ペアで銅の渡辺勇大「競技やめる」福島から東京へエスケープした高校時代、心をほぐした恩師の思い【東京五輪バドミントン】(中日スポーツ) - Yahoo!ニュース
◇30日 東京五輪 バドミントン混合ダブルス3位決定戦(武蔵野の森スポーツプラザ) 同種目初となる銅メダルを渡辺勇大、東野有紗組(日本ユニシス)が獲得した。中学時代から続くペアの快挙を渡辺自身は高校時代に予感していた。だが、必ずしも順風満帆であったわけではない。
◇ 「俺、混合なら五輪で金メダル取れるイメージがあるんですよね」。福島・富岡高1年の秋、渡辺がこう語ったのを富岡高コーチ、本多裕樹さんは覚えている。中学時代に東野とのペアに手応えがあったのもあるが、これは「高校やめたいんですけど…」という相談の先に出た言葉だった。人生に迷った2カ月間の中で唯一、心のよりどころにしていたのが混合で世界一にという夢だった。

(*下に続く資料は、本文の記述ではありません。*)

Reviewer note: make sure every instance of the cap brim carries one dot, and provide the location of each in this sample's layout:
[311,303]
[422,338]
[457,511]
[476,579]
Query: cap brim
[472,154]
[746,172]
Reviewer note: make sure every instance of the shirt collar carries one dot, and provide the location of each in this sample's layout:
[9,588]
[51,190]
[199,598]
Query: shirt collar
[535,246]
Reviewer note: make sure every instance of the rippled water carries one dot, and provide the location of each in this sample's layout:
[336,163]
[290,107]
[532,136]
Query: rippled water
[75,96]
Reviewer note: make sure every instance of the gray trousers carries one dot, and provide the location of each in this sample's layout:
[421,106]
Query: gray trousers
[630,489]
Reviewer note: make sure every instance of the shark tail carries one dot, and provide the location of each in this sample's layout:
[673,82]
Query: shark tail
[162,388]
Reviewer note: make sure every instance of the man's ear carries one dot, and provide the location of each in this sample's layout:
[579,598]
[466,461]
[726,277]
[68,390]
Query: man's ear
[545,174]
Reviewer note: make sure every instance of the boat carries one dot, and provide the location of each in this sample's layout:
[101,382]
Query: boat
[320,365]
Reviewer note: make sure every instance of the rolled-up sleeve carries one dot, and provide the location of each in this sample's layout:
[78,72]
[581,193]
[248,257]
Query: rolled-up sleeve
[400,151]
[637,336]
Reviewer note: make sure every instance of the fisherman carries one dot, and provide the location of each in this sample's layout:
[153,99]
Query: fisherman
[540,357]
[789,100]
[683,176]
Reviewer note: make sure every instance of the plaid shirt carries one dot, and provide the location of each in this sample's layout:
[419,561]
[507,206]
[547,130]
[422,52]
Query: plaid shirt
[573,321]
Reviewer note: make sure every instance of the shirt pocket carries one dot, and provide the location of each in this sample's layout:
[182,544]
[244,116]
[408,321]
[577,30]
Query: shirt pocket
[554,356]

当時は自らの志とチームメートとの差に思い悩み、ふさぎ込むようになっていた。部に顔を出さず、寮の部屋に引きこもる日々が1カ月続き、ついに東京の実家へ帰ってしまった。中学入学時に厳しい練習から「帰りたい」と弱音をはいた渡辺に、「帰ってきてもいいけれど家の鍵は閉めておく」と突き放した父・雅和さんでさえも、この時ばかりは帰郷を許した。
当時の監督、大堀均さん(現トナミ運輸コーチ)も何も聞かず、一時的に寮に戻った時には自宅に招き入れた。ともに風呂に入り、ふとんを並べて寝た。周囲の気遣いに触れていくにつれ、渡辺の心もほぐれていく。競技をやめる寸前だったのを思いとどまり、再び集中するようになった。
この3位決定戦を前に「期待とかプレッシャーに押しつぶされそうで…。逃げ出したくて試合したくないという気持ちがありました。でもやるしかないと腹をくくった」と渡辺。思い描いた金メダルには届かなかった。だけどこの時も逃げずに戦いに向き合ったからこそ、日本男子史上初の五輪メダリストが生まれた。